It took five years, seven hours, and six minutes to complete my first (and only) marathon on November 3, 2013. Sure, the five years wasn’t the actual race, but the time spent making it possible counts just the same.
That unforgettable day almost didn’t happen, though. The ING New York City Marathon was canceled for the first time in history the year I was supposed to run. There was a devastating storm in New York City weeks before the race, and the decision whether or not to hold it was ongoing and controversial.
I found out about the cancellation while standing in line with my running team and thousands of other runners at the Marathon Expo. (We were waiting to pick up our racing bibs and t-shirts two days before the race.)
To say I was disappointed is an understatement; I was crushed.
Logically, I respected the decision and understood why it was made.

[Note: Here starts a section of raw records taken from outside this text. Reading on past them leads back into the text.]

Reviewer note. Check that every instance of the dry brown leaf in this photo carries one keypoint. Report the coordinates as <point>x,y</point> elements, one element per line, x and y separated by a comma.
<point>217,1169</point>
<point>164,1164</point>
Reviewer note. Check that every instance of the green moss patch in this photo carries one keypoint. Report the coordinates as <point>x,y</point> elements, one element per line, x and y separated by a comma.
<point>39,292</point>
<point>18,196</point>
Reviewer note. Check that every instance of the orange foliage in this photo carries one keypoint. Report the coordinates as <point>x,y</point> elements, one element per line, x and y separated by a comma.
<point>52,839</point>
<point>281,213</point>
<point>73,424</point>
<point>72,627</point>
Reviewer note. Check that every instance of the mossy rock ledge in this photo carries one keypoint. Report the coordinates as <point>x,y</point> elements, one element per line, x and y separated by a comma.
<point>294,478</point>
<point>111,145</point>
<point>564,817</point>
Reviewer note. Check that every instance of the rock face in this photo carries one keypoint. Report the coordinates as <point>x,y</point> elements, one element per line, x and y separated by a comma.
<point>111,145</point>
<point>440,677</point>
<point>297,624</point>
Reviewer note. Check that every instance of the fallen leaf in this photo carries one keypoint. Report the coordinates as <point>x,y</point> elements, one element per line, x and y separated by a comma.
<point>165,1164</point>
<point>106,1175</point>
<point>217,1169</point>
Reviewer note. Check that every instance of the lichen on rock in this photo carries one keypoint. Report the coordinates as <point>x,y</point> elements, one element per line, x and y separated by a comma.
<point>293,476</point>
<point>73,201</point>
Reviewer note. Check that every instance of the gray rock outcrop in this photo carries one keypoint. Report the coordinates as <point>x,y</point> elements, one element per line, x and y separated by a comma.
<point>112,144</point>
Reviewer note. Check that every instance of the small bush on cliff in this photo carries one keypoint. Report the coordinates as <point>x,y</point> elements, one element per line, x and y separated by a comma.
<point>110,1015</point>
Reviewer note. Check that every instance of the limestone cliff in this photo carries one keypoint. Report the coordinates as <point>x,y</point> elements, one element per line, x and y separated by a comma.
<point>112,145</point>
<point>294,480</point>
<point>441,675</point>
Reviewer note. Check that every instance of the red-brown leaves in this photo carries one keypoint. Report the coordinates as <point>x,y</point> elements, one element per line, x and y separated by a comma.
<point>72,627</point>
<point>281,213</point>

Emotionally, it was a bitter pill to swallow.
It goes without saying that training to run 26.2 miles takes a lot of discipline—especially since I never really considered myself a “runner.” I exchanged sleeping in on the weekends for early long runs before the sun got too hot. I also reluctantly declined a lot of social invitations in order to train—wings and cranberry and vodka weren’t the best fuel for a run. Clearly first-world problems, I know, but still true nonetheless.
The race I was so excited to run was becoming a burden.
It took months to decide to pay the entry fee (again) and start training (again) the following year. Then, seven months before the marathon, there was a bombing at the Boston Marathon. Knowing first-hand what that day meant for the runners and all the friends, family, and neighbors cheering everyone on with excitement, my heart sunk.
I watched the footage on the news all day in utter disbelief and sadness. With the New York City Marathon coming up next, security was obviously a big concern. I questioned again whether or not I wanted to go through with the race, but now for additional reasons.
The “fear monsters” crept into my head trying to convince me that this is more than enough reason to not go through with the race.
“You could gracefully bow out now and everyone would understand,” I told myself.
I ultimately decided to run the race because I knew I didn’t want to sit on the couch and watch it on television that day thinking, “That could have been me.” I was also fortunate to have trained and ran with my super supportive fiancé, now husband, who reminded me how much I wanted this crazy goal.
I still remember the crisp fall air on that Sunday morning. I remember the brief seconds of being alone with my thoughts as I stood at the start line on top of the Verrazano Bridge surrounded by over 50,000 runners, and the sound of Frank Sinatra’s “New York, New York” blasting through the speakers.
Yes, the success of getting to that day felt amazing—minus the aches and pain that tagged along as a friendly reminder. But the self-doubt, fear, and setbacks were what really defined that moment. People tend to leave the gritty part out of their stories and make everything seem like it was a breeze. But talking about the other side is just as important.
So I will tell you that for every goal I’ve accomplished, there are many that I had to let go. There are many times I failed, had breakdowns, and moved on to start all over again.
How many times have you wanted something so bad, but everything that can go wrong does? Or you’re in the middle of the process just to realize you just don’t want it anymore?
You see, the obstacles don’t only happen at the start of your goal, but also throughout the process.
You may have a goal to get an advanced degree, finish a program, get promoted, get a new job, lose weight, write a book, or start your own business. And yet you feel like a hamster on the wheel—constantly on the move, but going absolutely nowhere.
No matter what that “thing” is for you, it can feel like a marathon. You may feel likeeveryone is watching and judging you for not finishing it through or being “too slow” to make progress.
All the positive motivational “winners never quit” quotes in the world can’t give you the motivation you just don’t have. Neither does having everything laid out for you confirm you’re on the right path.
Your growth comes from conflict; those fork in the road moments when you have to make a choice.
So how do you decide?
You should push through if you…
— know what you want, but feel stuck.
— would regret your decision to not move forward.
— are listening to the “fear monsters” in your head.
You should let go if you…
— hate the direction you’re moving in.
— know what you’re doing doesn’t align with what you need.
— are going through the motions because you don’t want to look like a quitter or flake.
Here’s the thing: There is just as much strength in letting go as it is in pushing forward.
But only you can make that decision.
And that, my friend, is when you cross the finish line.